But there is the distinct impression that such bourgeoisie desires are sidelined in favor of something else. What Sook-hee once yearned for becomes the object of feelings not unlike Lady Hideko’s apathy and eventual contempt. There is, beyond the sexual and the erotic, and emotional and intellectual transference between the two, and that amplifies Sook-hee’s desires to be Lady Hideko, rather than to just have what she has.
So the eroticism of The Handmaiden, adapted from Sarah Waters’ Fingersmith, is identity and class based, transcending the libidinal desires of its leads and its (presumptively) male gaze. Despite of the textural sleekness of its sets, its magical roving camera, and its precisely decorated cast, Park and company roll around in a bit of trash that’s like Purple Noon, The Talented Mr. Ripley, Persona, and Bound had an orgy on a flight from England to Japan to Korea.

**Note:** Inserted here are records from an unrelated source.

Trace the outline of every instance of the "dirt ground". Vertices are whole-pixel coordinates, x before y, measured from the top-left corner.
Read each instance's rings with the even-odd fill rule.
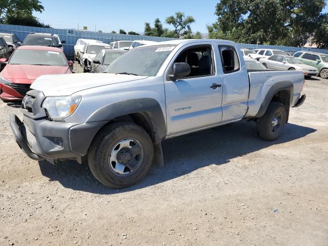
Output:
[[[278,140],[244,122],[167,140],[164,167],[119,190],[30,159],[0,102],[0,244],[328,245],[328,80],[303,92]]]

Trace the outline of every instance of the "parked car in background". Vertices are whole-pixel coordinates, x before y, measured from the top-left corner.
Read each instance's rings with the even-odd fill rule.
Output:
[[[149,41],[148,40],[135,40],[132,42],[131,45],[130,46],[129,50],[133,49],[134,48],[138,47],[145,45],[154,45],[156,43],[155,41]]]
[[[3,37],[0,37],[0,58],[8,59],[9,57],[9,48]]]
[[[91,71],[102,73],[114,60],[127,50],[114,49],[101,50],[91,63]]]
[[[87,45],[88,43],[102,43],[95,39],[88,39],[85,38],[79,38],[76,41],[76,44],[74,46],[74,60],[77,60],[80,63],[80,54],[79,51],[83,50],[84,46]]]
[[[27,34],[23,42],[23,46],[48,46],[61,48],[62,44],[54,34],[50,33],[30,33]]]
[[[244,58],[245,60],[245,66],[248,72],[255,72],[256,71],[266,70],[268,69],[263,66],[261,63],[257,60],[252,59],[249,57]]]
[[[256,52],[256,58],[258,58],[258,57],[263,58],[263,56],[264,57],[269,57],[273,55],[280,55],[286,56],[288,55],[284,52],[280,50],[271,50],[268,49],[262,49],[259,50],[254,50],[254,51]]]
[[[302,71],[304,76],[317,76],[319,71],[316,68],[304,64],[301,60],[290,56],[274,55],[260,59],[265,67],[276,70]]]
[[[0,62],[7,62],[5,58]],[[73,61],[63,50],[54,47],[20,46],[15,50],[0,73],[0,98],[18,100],[30,90],[34,79],[45,74],[71,73]]]
[[[112,49],[108,44],[103,43],[88,43],[79,51],[80,65],[83,68],[83,72],[91,70],[91,62],[97,54],[102,49]]]
[[[248,71],[238,47],[173,40],[128,51],[107,73],[42,76],[22,104],[23,121],[12,114],[10,126],[30,158],[81,163],[87,156],[96,178],[115,189],[163,165],[166,139],[245,119],[256,122],[260,138],[276,140],[291,107],[305,99],[303,73]]]
[[[132,42],[133,41],[128,40],[115,41],[111,43],[109,45],[112,49],[128,50]]]
[[[13,33],[1,33],[0,37],[3,37],[8,46],[9,56],[15,49],[22,45],[17,36]]]
[[[244,58],[251,58],[259,60],[260,58],[264,58],[264,56],[259,56],[254,50],[249,50],[248,49],[241,49],[242,56]]]
[[[294,55],[305,64],[312,66],[319,70],[320,76],[328,78],[328,55],[311,51],[297,51]]]

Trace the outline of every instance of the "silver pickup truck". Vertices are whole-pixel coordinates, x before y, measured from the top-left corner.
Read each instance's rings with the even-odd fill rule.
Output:
[[[132,185],[163,163],[166,139],[247,119],[276,139],[300,106],[302,71],[249,70],[235,43],[176,40],[140,46],[102,73],[45,75],[10,116],[19,147],[52,163],[87,158],[108,187]]]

In the midst of this knowingly sleazy film is a stroke of earnestness, where its sex and attractions begin to vacillate between somewhat ironic exploitation and sincere adoration. There is injected in this film an authentic thrill to watching them emotionally and sexually con one another and, soon enough, explore their emotional desires. Its streaks of authentic ardor undulate more than its pseudo-pornographic poses.

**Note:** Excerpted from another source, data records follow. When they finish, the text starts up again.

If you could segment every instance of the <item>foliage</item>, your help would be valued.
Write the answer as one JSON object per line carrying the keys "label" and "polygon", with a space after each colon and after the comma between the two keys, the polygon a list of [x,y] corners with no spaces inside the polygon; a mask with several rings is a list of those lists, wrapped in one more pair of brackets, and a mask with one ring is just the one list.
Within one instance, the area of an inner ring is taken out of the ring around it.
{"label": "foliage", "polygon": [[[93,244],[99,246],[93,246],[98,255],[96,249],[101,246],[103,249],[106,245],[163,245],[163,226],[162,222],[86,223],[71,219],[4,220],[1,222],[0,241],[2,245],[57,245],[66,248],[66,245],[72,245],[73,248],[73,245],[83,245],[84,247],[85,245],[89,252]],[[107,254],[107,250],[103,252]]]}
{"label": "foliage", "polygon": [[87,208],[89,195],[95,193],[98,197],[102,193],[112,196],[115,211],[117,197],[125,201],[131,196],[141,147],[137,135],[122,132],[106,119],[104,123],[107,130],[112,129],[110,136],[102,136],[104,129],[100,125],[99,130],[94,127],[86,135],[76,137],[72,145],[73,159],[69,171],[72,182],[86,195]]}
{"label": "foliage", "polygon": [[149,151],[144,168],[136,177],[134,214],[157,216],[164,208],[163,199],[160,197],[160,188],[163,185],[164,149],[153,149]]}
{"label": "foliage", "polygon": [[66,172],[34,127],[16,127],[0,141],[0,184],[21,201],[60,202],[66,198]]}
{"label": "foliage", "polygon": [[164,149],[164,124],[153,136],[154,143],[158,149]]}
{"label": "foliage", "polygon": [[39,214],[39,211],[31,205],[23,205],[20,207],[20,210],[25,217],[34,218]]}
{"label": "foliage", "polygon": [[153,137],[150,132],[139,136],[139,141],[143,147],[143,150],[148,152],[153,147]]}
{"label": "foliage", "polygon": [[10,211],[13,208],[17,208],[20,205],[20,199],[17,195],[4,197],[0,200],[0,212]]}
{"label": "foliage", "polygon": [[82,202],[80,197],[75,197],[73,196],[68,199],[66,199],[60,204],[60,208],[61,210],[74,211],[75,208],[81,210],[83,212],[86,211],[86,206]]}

If Lady Vengeance feels like a better film than Oldboy, which it is, it’s because whatever sense of obligation to a kind of plodding Bergman-esque philosophizing is better suited to when Park plays with it using female characters. It feels less self-serious, better at balancing tone, and Park seems to have a legitimate knack to exploring his female characters’ psychology without treating them necessarily as toys to be tortured endlessly. Some done red eyeshadow and use an axe, others grab a sniper, but Park’s women come out on top.
Thus, the women of The Handmaiden use the tools of the master’s house, as it were, and subsequently topple that house. The lurid pornography is obliterated and the men that originally sought to undermine the women are left to be destroyed by one another. In its own way, it’s a clever little ideological revenge movie, as playfully misandrist as, say, Gone Girl. Pilfer what you need and leave the rest of them to rot in Hell, or at least with a screw in their hand.